Should I initialize my AUTO_INCREMENT id column to 2^32+1 instead of 0? - sql

I'm designing a new system to store short text messages [sic].
I'm going to identify each message by a unique identifier in the database, and use an AUTO_INCREMENT column to generate these identifiers.
Conventional wisdom says that it's okay to start with 0 and number my messages from there, but I'm concerned about the longevity of my service. If I make an external API, and make it to 2^31 messages, some people who use the API may have improperly stored my identifier in a signed 32-bit integer. At this point, they would overflow or crash or something horrible would happen. I'd like to avoid this kind of foo-pocalypse if possible.
Should I "UPDATE message SET id=2^32+1;" before I launch my service, forcing everyone to store my identifiers as signed 64-bit numbers from the start?

If you wanted to achieve your goal and avoid the problems that cletus mentioned, the solution is to set your starting value to 2^32+1. There's still plenty of IDs to go and it won't fit in a 32 bit value, signed or otherwise.
Of course, documenting the value's range and providing guidance to your API or data customers is the only right solution. Someone's always going to try and stick a long into a char and wonder why it doesn't work (always)

What if you provided a set of test suites or a test service that used messages in the "high but still valid" range and persuade your service users to use it to validate their code is proper?

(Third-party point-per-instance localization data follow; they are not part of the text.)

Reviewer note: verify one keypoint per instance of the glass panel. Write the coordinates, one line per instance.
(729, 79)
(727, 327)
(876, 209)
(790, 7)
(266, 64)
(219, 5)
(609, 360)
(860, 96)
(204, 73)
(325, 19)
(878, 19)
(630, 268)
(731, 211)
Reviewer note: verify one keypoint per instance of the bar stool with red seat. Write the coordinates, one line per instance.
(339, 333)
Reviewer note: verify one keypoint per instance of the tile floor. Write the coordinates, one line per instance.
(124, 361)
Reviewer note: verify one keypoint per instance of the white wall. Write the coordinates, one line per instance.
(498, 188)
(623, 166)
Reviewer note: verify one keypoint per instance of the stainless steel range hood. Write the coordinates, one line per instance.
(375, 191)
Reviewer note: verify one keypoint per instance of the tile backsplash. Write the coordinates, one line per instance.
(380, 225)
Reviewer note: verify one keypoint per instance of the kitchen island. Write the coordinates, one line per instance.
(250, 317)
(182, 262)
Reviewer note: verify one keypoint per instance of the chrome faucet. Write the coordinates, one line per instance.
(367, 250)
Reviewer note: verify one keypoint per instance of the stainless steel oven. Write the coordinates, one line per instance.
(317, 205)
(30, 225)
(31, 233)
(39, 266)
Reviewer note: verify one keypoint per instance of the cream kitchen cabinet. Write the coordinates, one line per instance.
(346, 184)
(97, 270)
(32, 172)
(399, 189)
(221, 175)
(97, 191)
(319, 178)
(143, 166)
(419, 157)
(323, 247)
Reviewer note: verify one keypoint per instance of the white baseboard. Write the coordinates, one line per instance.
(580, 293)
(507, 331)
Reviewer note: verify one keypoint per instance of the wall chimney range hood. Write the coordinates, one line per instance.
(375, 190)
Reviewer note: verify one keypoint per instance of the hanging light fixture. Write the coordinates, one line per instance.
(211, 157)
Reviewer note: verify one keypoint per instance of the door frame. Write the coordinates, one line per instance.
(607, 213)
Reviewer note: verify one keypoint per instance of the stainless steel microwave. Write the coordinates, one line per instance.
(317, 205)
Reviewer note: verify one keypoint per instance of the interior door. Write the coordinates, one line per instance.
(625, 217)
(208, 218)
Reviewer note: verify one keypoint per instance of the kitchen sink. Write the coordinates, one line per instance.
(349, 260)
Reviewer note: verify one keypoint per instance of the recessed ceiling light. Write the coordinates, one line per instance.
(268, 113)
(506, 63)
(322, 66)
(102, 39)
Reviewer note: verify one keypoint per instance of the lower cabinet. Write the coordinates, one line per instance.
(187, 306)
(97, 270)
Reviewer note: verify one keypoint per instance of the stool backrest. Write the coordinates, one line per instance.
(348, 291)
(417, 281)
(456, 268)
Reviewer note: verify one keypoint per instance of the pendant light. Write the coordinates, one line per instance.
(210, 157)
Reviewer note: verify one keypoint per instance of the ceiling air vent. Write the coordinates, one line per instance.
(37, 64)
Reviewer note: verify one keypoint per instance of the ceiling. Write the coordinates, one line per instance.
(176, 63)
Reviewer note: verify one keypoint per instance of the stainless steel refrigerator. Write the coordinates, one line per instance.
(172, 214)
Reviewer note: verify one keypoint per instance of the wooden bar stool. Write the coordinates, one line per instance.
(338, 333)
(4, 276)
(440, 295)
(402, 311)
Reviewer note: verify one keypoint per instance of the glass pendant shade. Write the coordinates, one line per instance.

Starting at an arbitrary value for defensive reasons is a little weird to me; providing sanity tests rubs me right.

Actually 0 can be problematic with many persistence libraries. That's because they use it as some sort of sentinel value (a substitute for NULL). Rightly or wrongly, I would avoid using 0 as a primary key value. Convention is to start at 1 and go up. With negative numbers you're likely just to confuse people for no good reason.

If everyone alive on the planet sent one message per second every second non-stop, your counter wouldn't wrap until the year 2050 using 64 bit integers.
Probably just starting at 1 would be sufficient.
(But if you did start at the lower bound, it would extend into the start of 2092.)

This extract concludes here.